Оленька вспомнила ясно кровавые фильмы о диких зверях — фашистских захватчиках. Все перепуталось страшно, все задрожало в Оленьке. Вот он стоит, окутанный облаком фашизма. Фашистский немец на наших ступенях. Они поймали немца. Он не думал о нас, пока мы не взяли его руками. Он посмотрел удивленно, туманно, с усилием, между летом и мамой его заловили две пионерки. Все самое главное происходит летом. «Скажи, что ты фашист, — сказала Таня, — тогда мы дадим тебе пинка и отпустим». — «Мы тогда отпустим», — сказала Оля. «Или заплачь», — прибавила Таня. «Я не фашист, — сказал пленник, — а вы сволочи». — «Такой маленький, и ругается», — удивилась Оля. «Признай, что ты немец», — сказала Таня. «Что фашист!» — уточнила Оля. «Я не фашист, я красный командир», — сказал он им, готовясь умирать, пуговка отлетела от рубашки. Им пришлось отпустить его, румяного от терзаний и затвердевшего в их руках. Они не умели пытать, кроме пинков и пощечин. К тому же не верилось до конца, что это фашист. Он побежал сразу во двор, понес свои слезы. «Ты видишь, он даже не заплакал, — сказала Таня. — Он знает, что он фашист». Им ничего не было. Фашист ничего не сказал маме-фашистке.
Оля опять отошла от Тани и больше к ней не вернулась. К Тане брат вернулся из тюрьмы, стоял красивый, взрослый мальчик у двери, курил хмуро. Тайна появилась. Исподлобья. Здороваться было не принято. Красивые были дети. Угрюмые. У них была тайна, но больше к ним не хотелось.

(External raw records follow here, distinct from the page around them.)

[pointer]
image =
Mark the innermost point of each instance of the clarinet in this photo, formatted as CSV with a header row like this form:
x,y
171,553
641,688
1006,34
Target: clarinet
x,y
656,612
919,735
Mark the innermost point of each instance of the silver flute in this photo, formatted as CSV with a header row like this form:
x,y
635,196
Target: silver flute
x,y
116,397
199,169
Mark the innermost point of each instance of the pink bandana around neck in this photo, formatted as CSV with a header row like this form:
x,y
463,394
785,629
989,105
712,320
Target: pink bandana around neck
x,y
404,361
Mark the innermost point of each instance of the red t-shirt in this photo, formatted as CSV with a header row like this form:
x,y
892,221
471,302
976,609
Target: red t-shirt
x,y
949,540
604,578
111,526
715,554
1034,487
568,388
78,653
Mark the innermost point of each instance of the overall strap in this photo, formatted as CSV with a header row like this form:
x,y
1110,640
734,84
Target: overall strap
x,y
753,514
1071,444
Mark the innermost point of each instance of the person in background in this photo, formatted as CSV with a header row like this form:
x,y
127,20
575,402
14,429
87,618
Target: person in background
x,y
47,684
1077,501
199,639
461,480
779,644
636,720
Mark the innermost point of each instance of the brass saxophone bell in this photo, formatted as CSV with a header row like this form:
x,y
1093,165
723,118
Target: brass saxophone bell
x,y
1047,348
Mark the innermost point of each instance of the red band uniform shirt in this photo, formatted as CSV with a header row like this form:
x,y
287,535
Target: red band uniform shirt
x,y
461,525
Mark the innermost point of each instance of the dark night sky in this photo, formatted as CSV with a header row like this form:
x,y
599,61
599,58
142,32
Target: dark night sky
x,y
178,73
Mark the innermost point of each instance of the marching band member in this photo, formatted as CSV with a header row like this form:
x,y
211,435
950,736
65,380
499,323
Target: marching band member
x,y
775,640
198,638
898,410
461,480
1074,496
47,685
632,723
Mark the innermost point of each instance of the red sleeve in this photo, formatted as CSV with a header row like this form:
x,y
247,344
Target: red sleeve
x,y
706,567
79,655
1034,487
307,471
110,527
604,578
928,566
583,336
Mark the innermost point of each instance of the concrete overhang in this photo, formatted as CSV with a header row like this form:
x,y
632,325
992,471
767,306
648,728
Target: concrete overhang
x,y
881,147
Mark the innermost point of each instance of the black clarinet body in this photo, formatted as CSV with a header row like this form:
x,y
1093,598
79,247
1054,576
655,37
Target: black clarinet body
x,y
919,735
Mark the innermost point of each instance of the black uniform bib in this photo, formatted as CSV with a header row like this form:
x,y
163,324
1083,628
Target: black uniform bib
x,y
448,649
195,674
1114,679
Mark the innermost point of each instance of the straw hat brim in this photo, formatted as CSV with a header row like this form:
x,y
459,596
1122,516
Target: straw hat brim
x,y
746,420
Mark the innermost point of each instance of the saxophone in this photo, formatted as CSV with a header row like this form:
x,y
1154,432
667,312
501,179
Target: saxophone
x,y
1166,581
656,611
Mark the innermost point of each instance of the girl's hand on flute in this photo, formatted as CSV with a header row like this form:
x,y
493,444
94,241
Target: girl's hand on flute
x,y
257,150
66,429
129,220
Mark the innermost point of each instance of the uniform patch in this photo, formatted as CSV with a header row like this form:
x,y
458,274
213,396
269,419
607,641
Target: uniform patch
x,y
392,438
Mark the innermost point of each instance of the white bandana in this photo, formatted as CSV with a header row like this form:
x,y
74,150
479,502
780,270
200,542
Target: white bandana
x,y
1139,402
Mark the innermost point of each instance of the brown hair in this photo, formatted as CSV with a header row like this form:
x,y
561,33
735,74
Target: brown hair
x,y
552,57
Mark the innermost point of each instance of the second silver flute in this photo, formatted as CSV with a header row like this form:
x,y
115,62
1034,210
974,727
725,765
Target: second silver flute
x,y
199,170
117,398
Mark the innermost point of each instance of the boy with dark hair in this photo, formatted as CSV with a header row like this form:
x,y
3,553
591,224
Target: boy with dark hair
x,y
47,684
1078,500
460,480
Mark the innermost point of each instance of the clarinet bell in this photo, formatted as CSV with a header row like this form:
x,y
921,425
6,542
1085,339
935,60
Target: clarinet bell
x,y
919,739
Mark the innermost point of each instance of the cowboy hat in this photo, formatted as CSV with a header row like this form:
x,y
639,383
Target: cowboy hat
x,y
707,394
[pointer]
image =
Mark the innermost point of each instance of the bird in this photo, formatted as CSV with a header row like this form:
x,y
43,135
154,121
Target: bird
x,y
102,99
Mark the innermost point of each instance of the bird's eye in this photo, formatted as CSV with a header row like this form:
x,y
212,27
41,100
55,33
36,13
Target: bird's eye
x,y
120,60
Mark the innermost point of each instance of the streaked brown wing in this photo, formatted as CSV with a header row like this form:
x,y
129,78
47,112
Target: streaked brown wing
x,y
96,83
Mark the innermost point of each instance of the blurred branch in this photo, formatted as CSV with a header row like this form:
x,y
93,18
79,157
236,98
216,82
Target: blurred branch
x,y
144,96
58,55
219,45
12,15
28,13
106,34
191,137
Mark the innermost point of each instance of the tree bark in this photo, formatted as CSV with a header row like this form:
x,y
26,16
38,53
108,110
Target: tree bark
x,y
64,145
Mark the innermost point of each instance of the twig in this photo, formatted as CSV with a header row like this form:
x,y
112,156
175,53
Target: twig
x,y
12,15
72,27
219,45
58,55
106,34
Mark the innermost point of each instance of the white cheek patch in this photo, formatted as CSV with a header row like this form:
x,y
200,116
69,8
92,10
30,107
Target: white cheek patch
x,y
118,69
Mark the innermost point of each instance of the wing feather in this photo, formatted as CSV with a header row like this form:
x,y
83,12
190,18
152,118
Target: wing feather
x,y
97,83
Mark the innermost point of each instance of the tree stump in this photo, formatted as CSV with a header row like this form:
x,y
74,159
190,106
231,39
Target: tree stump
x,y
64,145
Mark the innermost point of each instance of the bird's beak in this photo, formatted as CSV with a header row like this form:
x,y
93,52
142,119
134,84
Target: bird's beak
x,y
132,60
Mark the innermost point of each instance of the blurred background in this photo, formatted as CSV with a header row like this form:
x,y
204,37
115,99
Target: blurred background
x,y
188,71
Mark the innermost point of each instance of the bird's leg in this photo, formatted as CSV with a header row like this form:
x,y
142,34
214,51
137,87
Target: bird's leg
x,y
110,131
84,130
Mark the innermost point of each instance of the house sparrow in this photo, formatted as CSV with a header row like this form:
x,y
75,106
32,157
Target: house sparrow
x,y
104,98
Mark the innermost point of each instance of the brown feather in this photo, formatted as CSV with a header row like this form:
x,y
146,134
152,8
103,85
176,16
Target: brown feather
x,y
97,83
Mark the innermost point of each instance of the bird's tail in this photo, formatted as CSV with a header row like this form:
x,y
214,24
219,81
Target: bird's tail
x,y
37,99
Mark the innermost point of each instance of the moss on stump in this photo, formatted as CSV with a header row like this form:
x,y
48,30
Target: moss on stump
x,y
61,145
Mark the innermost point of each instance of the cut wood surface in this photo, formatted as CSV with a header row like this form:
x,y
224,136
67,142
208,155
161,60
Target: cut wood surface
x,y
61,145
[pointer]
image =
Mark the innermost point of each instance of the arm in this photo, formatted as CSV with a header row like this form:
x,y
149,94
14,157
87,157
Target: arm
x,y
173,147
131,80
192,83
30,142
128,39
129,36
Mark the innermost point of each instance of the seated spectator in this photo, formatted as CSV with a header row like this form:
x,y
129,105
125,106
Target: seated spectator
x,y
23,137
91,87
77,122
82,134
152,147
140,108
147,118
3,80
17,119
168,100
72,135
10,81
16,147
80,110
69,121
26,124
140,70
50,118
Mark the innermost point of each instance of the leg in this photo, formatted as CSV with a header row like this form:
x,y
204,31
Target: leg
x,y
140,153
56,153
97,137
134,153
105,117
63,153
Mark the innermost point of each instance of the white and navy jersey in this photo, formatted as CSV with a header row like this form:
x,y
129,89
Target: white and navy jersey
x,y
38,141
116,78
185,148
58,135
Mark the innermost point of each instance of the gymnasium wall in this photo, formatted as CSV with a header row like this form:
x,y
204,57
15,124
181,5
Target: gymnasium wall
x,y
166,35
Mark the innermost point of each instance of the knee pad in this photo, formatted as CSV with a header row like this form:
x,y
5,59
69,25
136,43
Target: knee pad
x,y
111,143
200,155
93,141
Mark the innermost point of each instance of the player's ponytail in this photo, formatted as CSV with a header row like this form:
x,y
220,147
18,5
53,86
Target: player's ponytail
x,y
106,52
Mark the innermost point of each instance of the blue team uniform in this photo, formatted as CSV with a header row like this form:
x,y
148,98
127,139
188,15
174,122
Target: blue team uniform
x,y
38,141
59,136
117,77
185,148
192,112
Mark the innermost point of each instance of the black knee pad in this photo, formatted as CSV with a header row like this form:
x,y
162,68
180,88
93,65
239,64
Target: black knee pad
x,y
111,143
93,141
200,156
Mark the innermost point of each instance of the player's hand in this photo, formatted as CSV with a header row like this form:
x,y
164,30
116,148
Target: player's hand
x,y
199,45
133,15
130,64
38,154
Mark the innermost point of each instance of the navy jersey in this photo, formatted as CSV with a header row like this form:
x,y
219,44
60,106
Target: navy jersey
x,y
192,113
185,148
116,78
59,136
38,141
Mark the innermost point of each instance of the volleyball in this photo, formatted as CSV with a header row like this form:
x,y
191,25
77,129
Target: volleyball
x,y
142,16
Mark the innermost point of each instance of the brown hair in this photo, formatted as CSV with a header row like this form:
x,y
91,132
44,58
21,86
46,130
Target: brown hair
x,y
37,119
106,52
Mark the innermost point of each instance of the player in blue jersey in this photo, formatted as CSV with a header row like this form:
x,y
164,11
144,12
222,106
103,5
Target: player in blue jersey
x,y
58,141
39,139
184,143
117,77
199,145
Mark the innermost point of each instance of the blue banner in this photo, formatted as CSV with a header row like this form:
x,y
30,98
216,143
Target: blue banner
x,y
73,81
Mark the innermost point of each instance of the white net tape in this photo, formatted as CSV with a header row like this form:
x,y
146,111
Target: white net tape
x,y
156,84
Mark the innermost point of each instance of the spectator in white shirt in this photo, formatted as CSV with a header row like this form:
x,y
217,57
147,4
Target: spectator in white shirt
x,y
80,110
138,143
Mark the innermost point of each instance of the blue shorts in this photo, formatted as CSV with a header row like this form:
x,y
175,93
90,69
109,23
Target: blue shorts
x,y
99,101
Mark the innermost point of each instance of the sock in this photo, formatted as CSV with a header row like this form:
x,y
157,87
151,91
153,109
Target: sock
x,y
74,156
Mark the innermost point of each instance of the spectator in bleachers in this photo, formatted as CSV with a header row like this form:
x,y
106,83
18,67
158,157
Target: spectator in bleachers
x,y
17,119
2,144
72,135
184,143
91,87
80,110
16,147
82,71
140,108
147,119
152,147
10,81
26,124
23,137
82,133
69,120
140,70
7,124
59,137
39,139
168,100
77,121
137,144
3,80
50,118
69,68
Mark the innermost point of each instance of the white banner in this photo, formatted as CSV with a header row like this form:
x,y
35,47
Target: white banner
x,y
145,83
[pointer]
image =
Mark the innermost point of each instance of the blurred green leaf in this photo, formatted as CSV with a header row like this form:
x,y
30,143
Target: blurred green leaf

Блеск смыло ветром, и оно засветилось самим собой, своими запасами, из кромешной пучины себя подымало вверх, померцало. Потом опять на него полили солнышка. Слюдяной пленкой затянули до следующей тучки. На молу был человек — ниже всех людей, кроме детей, он был ближе всех к морю и, странно, к небу. Тот человек каждый день измерял длину моря до неба воспаленными злыми глазами. Однажды он как бы присел на корточки от страха жизни и больше не смог выпрямиться. Он не мог жить с людьми в таком виде, и он стал тягаться с морем упорным дыханием своей груди. Морю не нужны ноги, и оно не может уйти. А человек, даже без ног, каждый день приползает на мол на своем деревянном устройстве и дышит горячим сипящим дыханием над морем. Море похоже на полет. Теперь, когда человек этот стал меньше всех, кроме детей, его глаза разбиваются о чужие ноги, о грязь земного асфальта, о мелкие камни и потеки на стенах. Но дети растут, и для них во всем нижнем мире разбросано много игр, а этому взрослому, тяжелому полчеловеку нечего видеть здесь. И он уползает к морю, чтоб глядеть, пока не защиплет глаза, пока не увидится, — оно легче неба. Да, в этом можно летать.